SWITRS: Car Crashes After Daylight Saving Time Ends

A blonde woman adjusts the time on a row of clocks at a store.

We all hate the change to daylight saving time (DST) in the spring; it makes us tired, grumpy, but worst of all it causes us to crash our cars at a higher rate! The end of DST is not as universally reviled, probably because we get back the hour of sleep we lost earlier in the year, but Varughese & Allen found that there was still a “significant increase in number of crashes on the Sunday of the fall shift from DST”.1

With the SWIRTS data that I collected, and the analysis code I developed for my post last year looking at car crashes after the DST change, it should be pretty easy to check if I see the same trend as Varughese & Allen.

The Jupyter notebook used to perform this analysis can be found here (rendered on Github).

Crash Ratio

Just like last time, I will look at the number of crashes on the days following the end of DST. In order to help cancel out effects other than the time change—like the fact that crash rates vary by 30% depending on the year—I will divide each day’s total by the number of crashes a week later, when people are presumably back to normal.
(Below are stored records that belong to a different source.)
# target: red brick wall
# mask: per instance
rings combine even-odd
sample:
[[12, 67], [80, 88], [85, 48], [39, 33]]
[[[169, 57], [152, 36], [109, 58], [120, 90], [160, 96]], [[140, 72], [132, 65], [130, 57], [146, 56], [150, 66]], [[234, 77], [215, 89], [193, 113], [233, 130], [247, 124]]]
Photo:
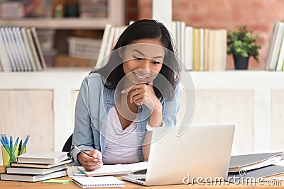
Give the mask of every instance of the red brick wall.
[[[138, 0], [138, 19], [152, 18], [152, 0]], [[284, 0], [173, 0], [173, 20], [207, 28], [231, 30], [246, 25], [258, 34], [260, 63], [250, 59], [250, 69], [263, 69], [273, 22], [284, 20]], [[234, 69], [228, 56], [227, 69]]]

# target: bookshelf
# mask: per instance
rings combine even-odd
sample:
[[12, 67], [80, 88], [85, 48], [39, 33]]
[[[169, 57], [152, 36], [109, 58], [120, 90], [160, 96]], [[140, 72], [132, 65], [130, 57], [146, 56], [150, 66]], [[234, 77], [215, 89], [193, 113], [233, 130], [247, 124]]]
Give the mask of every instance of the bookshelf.
[[0, 19], [0, 26], [35, 26], [37, 29], [94, 29], [104, 30], [108, 24], [121, 25], [124, 23], [124, 0], [108, 0], [106, 18], [26, 18]]
[[[25, 19], [23, 21], [40, 24], [38, 21], [42, 20]], [[82, 24], [82, 27], [86, 27], [84, 28], [86, 29], [90, 28], [88, 27], [101, 27], [99, 24], [96, 26], [89, 25], [89, 21], [90, 25], [92, 23], [90, 20], [84, 20], [79, 23], [79, 18], [52, 18], [45, 21], [47, 21], [46, 23], [44, 25], [39, 25], [39, 28], [76, 28], [77, 23]], [[0, 21], [0, 25], [5, 24], [7, 21]], [[99, 23], [97, 19], [93, 21], [94, 23]], [[62, 25], [63, 23], [65, 25]], [[21, 24], [21, 21], [11, 21], [11, 23], [17, 25]], [[0, 91], [51, 91], [50, 111], [53, 121], [45, 127], [52, 128], [50, 142], [53, 144], [53, 149], [61, 150], [65, 142], [73, 131], [74, 102], [77, 93], [75, 90], [80, 88], [82, 81], [89, 71], [76, 68], [48, 69], [42, 71], [26, 73], [1, 72], [0, 81], [5, 82], [0, 85]], [[182, 72], [182, 74], [187, 74], [188, 72]], [[236, 124], [233, 154], [283, 150], [284, 139], [279, 137], [279, 133], [284, 131], [282, 126], [284, 115], [281, 113], [284, 106], [284, 84], [279, 82], [284, 79], [283, 73], [224, 71], [193, 71], [190, 74], [197, 90], [196, 111], [192, 125]], [[1, 98], [2, 96], [0, 95], [0, 99]], [[20, 98], [18, 101], [25, 99]], [[185, 108], [185, 103], [182, 102], [183, 99], [181, 98], [181, 110]], [[2, 107], [5, 115], [11, 114], [5, 111], [7, 108], [9, 107]], [[21, 114], [23, 112], [14, 113]], [[6, 127], [3, 130], [9, 130], [9, 126], [5, 125]], [[25, 125], [25, 130], [36, 126], [27, 125]], [[33, 144], [36, 149], [42, 144]]]
[[123, 24], [123, 19], [104, 18], [23, 18], [19, 20], [0, 20], [0, 25], [27, 26], [33, 25], [37, 29], [74, 30], [89, 29], [104, 30], [106, 23]]
[[[78, 36], [99, 40], [106, 24], [124, 24], [124, 0], [107, 0], [106, 17], [93, 18], [1, 18], [1, 26], [36, 27], [48, 67], [69, 65], [92, 66], [91, 59], [77, 59], [68, 57], [69, 37]], [[57, 57], [58, 59], [57, 59]], [[56, 64], [55, 64], [56, 62]]]
[[[74, 103], [77, 94], [75, 90], [80, 88], [89, 72], [89, 70], [82, 69], [3, 72], [0, 73], [0, 80], [5, 82], [1, 84], [0, 91], [52, 91], [53, 121], [51, 125], [46, 127], [53, 128], [50, 142], [53, 149], [61, 150], [73, 131]], [[284, 84], [279, 82], [284, 80], [284, 74], [265, 71], [194, 71], [190, 74], [196, 89], [192, 125], [236, 124], [233, 154], [282, 149], [284, 139], [277, 136], [284, 132], [284, 115], [281, 113]], [[21, 103], [25, 99], [16, 101]], [[181, 113], [185, 108], [182, 98], [180, 101]], [[5, 116], [11, 114], [4, 110], [4, 113]], [[14, 113], [23, 112], [20, 110]], [[25, 130], [36, 127], [24, 126]], [[5, 127], [9, 130], [11, 125]]]

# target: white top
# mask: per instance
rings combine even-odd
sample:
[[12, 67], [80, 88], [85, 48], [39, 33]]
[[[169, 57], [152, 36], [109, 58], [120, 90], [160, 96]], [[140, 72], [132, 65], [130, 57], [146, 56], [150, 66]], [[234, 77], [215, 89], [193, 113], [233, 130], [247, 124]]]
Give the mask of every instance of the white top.
[[116, 110], [114, 107], [109, 111], [106, 119], [106, 148], [102, 154], [105, 164], [132, 164], [139, 162], [137, 155], [138, 133], [135, 122], [122, 130]]

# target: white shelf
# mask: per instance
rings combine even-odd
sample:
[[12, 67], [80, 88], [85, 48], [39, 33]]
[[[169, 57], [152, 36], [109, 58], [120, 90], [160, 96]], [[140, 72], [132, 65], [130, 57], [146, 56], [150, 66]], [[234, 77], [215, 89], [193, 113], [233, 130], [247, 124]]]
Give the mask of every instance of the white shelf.
[[37, 29], [104, 29], [104, 18], [23, 18], [0, 20], [1, 26], [35, 26]]
[[35, 26], [37, 29], [103, 30], [106, 24], [124, 24], [124, 0], [109, 0], [107, 18], [62, 18], [0, 19], [0, 26]]
[[[82, 80], [89, 74], [91, 69], [91, 68], [55, 68], [36, 72], [0, 72], [0, 81], [3, 81], [1, 82], [0, 90], [52, 90], [54, 110], [53, 149], [61, 150], [65, 140], [73, 131], [72, 118], [73, 106], [71, 97], [72, 91], [80, 88]], [[284, 81], [284, 72], [192, 71], [182, 72], [182, 76], [185, 78], [184, 75], [188, 74], [191, 75], [195, 89], [198, 91], [202, 90], [205, 90], [205, 93], [219, 90], [251, 91], [253, 95], [250, 100], [253, 104], [252, 115], [253, 118], [251, 118], [253, 122], [246, 124], [252, 125], [253, 135], [246, 137], [253, 138], [253, 151], [261, 152], [271, 149], [271, 134], [273, 132], [271, 108], [272, 103], [275, 101], [272, 98], [272, 91], [274, 90], [284, 91], [284, 82], [281, 82]], [[203, 101], [199, 101], [200, 105], [200, 103], [207, 105]], [[185, 105], [185, 104], [182, 103], [181, 109], [182, 106]], [[241, 127], [247, 125], [239, 126]], [[241, 149], [241, 146], [239, 146], [238, 147]]]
Unlike last time, I am not normalizing by the number of crashes two weeks after the change. The reason for this is simple: that’s Thanksgiving week, and as I showed before the number of crashes is greatly reduced during the holidays.
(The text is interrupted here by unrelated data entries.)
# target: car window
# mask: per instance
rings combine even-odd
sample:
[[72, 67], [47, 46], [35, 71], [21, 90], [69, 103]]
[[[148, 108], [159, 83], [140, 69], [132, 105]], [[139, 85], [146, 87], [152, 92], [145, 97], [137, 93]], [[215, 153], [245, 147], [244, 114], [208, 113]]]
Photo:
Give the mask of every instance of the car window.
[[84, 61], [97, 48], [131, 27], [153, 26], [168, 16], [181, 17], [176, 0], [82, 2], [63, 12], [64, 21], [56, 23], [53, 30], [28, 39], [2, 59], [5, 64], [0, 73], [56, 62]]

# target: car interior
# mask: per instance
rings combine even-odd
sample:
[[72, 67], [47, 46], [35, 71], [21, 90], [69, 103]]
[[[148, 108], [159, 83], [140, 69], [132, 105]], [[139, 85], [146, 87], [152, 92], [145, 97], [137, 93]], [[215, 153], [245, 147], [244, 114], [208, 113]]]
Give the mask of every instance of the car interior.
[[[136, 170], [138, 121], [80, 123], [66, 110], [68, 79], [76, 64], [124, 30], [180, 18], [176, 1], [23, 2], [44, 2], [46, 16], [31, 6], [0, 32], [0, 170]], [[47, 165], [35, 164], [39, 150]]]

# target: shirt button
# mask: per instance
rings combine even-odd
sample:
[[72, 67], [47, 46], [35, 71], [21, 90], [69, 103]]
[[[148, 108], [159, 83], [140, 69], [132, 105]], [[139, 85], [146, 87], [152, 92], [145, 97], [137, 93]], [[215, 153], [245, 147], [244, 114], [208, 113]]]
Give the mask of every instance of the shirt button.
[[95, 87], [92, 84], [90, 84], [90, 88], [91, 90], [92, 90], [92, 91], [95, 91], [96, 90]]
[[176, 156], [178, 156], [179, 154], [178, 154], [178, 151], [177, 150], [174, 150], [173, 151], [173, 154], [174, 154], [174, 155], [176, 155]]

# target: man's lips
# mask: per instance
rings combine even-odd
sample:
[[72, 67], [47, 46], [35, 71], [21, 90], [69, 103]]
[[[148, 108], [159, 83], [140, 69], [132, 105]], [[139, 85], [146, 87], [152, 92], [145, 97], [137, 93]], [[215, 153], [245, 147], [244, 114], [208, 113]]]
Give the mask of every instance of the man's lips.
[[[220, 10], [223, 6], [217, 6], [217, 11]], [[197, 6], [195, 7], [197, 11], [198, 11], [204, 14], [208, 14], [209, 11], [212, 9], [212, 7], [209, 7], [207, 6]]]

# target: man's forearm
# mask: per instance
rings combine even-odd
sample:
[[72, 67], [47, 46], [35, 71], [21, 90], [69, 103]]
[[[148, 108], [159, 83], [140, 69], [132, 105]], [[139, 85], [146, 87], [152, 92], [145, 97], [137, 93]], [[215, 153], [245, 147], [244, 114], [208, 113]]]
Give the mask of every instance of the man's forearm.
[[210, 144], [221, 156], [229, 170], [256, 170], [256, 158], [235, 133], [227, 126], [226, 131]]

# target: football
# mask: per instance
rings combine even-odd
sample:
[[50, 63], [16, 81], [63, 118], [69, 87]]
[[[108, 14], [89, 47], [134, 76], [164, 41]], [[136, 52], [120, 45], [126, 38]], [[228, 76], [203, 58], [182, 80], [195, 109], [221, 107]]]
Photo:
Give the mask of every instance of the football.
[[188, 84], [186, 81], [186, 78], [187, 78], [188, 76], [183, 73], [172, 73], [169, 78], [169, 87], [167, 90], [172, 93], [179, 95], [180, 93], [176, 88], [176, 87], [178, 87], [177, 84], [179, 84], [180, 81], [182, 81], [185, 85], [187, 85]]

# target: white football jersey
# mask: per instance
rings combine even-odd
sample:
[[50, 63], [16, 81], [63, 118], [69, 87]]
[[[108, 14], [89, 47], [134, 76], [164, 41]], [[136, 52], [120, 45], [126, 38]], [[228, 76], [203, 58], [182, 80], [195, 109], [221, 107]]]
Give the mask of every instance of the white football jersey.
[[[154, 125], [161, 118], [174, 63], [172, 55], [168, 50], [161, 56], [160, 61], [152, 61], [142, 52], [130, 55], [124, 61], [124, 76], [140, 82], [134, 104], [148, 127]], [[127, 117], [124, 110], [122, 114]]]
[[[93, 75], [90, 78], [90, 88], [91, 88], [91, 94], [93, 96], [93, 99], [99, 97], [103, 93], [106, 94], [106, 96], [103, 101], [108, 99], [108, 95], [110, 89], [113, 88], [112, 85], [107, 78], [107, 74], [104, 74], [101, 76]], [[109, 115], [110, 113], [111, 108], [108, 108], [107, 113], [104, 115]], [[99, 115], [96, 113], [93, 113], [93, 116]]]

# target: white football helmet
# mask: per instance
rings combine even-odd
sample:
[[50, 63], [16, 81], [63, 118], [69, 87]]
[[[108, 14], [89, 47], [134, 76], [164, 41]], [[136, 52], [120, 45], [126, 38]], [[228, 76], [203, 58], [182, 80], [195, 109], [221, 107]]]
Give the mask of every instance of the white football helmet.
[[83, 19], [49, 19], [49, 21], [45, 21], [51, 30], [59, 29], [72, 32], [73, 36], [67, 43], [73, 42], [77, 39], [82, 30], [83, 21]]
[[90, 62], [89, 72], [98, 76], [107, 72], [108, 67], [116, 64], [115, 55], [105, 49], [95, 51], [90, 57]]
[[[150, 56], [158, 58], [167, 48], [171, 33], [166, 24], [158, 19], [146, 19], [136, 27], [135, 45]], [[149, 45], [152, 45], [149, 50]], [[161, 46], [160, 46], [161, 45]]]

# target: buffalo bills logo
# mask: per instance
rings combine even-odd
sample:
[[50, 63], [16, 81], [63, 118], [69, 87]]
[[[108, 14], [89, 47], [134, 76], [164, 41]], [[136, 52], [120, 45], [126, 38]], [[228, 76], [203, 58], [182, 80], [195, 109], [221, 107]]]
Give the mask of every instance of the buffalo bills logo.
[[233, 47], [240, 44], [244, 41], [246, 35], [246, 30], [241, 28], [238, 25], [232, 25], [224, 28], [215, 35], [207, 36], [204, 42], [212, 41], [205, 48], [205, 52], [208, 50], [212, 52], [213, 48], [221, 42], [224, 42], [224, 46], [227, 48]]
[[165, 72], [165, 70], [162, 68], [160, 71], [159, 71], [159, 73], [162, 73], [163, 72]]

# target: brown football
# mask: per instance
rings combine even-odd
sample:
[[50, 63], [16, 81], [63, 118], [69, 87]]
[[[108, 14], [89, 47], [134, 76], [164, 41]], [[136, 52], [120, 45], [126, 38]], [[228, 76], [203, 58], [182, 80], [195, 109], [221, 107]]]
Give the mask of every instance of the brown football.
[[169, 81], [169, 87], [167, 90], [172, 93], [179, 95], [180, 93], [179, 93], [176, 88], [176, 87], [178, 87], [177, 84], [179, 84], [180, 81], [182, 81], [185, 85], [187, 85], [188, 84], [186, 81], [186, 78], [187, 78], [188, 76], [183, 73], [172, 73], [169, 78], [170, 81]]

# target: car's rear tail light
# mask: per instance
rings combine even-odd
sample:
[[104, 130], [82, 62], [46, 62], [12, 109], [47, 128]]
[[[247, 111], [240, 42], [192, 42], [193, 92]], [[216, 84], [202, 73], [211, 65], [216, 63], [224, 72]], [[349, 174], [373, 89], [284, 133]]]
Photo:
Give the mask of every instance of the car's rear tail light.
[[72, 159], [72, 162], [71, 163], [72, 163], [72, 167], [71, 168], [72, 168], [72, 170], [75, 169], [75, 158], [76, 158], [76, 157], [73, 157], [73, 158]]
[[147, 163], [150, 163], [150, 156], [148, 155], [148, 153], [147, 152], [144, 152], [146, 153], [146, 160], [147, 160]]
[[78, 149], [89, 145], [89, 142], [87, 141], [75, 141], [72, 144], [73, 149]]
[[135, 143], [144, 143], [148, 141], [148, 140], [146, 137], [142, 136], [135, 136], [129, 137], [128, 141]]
Just as last time, the violin plots below show the distribution of these ratios from the years 2001 to 2017. A value greater than 1 means that there are more crashes during the week when DST ends than the week after.
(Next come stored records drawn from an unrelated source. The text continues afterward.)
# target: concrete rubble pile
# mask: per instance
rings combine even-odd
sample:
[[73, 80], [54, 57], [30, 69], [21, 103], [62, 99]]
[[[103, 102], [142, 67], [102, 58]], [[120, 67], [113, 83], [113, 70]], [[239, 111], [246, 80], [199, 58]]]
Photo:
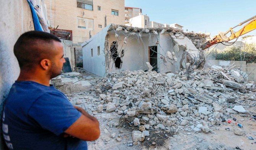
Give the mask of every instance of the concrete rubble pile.
[[110, 73], [91, 90], [101, 101], [95, 111], [115, 111], [141, 132], [170, 128], [212, 133], [211, 127], [234, 113], [227, 106], [256, 99], [253, 82], [239, 83], [232, 73], [195, 70], [188, 79], [183, 72], [125, 71]]

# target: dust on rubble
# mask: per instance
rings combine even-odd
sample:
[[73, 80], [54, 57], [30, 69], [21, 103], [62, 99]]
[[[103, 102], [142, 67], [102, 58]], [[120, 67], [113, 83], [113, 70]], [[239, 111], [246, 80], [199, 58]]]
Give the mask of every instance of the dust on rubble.
[[255, 149], [255, 84], [232, 69], [91, 74], [89, 91], [67, 96], [99, 121], [91, 149]]

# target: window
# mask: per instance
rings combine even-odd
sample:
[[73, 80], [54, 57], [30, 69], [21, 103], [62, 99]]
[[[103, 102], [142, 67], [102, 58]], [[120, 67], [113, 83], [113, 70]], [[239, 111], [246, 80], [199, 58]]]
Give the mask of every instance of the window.
[[111, 14], [115, 16], [118, 16], [118, 11], [112, 9], [111, 11]]
[[77, 27], [93, 30], [93, 19], [77, 17]]
[[100, 55], [100, 47], [98, 46], [98, 55]]
[[87, 10], [93, 10], [93, 0], [76, 0], [77, 7]]

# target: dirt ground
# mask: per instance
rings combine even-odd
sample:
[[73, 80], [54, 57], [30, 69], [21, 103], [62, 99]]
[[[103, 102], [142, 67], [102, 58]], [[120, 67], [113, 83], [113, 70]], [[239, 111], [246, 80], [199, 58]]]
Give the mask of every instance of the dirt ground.
[[[88, 73], [84, 73], [83, 75], [93, 77], [95, 79], [89, 80], [92, 84], [99, 78]], [[93, 114], [92, 110], [97, 109], [94, 107], [99, 101], [98, 96], [92, 95], [90, 92], [68, 94], [67, 96], [73, 104], [75, 104], [76, 100], [82, 100], [82, 103], [76, 105], [84, 108], [99, 122], [100, 137], [97, 140], [88, 142], [89, 149], [256, 150], [256, 120], [251, 118], [253, 115], [256, 115], [255, 106], [247, 110], [250, 114], [247, 117], [242, 117], [238, 114], [232, 115], [228, 118], [232, 120], [231, 123], [226, 122], [211, 127], [212, 133], [155, 130], [149, 131], [149, 136], [146, 137], [143, 142], [134, 144], [133, 142], [131, 132], [138, 130], [138, 127], [129, 125], [116, 112], [104, 111]], [[232, 120], [234, 117], [237, 119], [237, 121]], [[236, 122], [243, 125], [241, 129], [244, 132], [243, 135], [234, 134], [234, 130], [239, 128]], [[229, 128], [230, 130], [227, 130], [226, 128]], [[253, 137], [254, 140], [249, 139], [248, 136]]]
Violin plot showing the ratio of crashes per day of the week for the week daylight saving time ends, divided by the week after.

There is, on average, a larger number of crashes on Sunday when the time changes as seen by Varughese & Allen. However, the same excess is not seen when a different normalization is chosen, like using the week before or two weeks after.2 The week before has different lighting during commute times and so it is easier to dismiss, but two weeks after has similar lighting.

t-Test

Instead, we turn away from our “chi-by-eye” test and do an actual statistical test: a two-tailed paired t-test, the same test used by Varughese & Allen. They find a significant (p < 0.002) increase in the number of deadly crashes on the Sunday that DST ends, but I do not (p = 0.082).

Our methods are different in a few key ways:

If I reproduce their methods with my dataset, I still do not find a significant result (p = 0.158).

As for California, Kansen Chu has once again given us a chance to get rid of the time change with Prop 7. His earlier bill failed, so he has gone directly to the voters this time. Although permanent DST is not the ideal solution, I’m still for getting rid of the time change itself!


  1. Varughese, J. and Allen, R., Fatal accidents following changes in daylight savings time: the American experience, Sleep Medicine, Volume 2, Issue 1, p. 31 - 36, doi: https://doi.org/10.1016/S1389-9457(00)00032-0 

  2. The large deviations on the two week plot for Thursday and Friday are explained by Thanksgiving and Black Friday.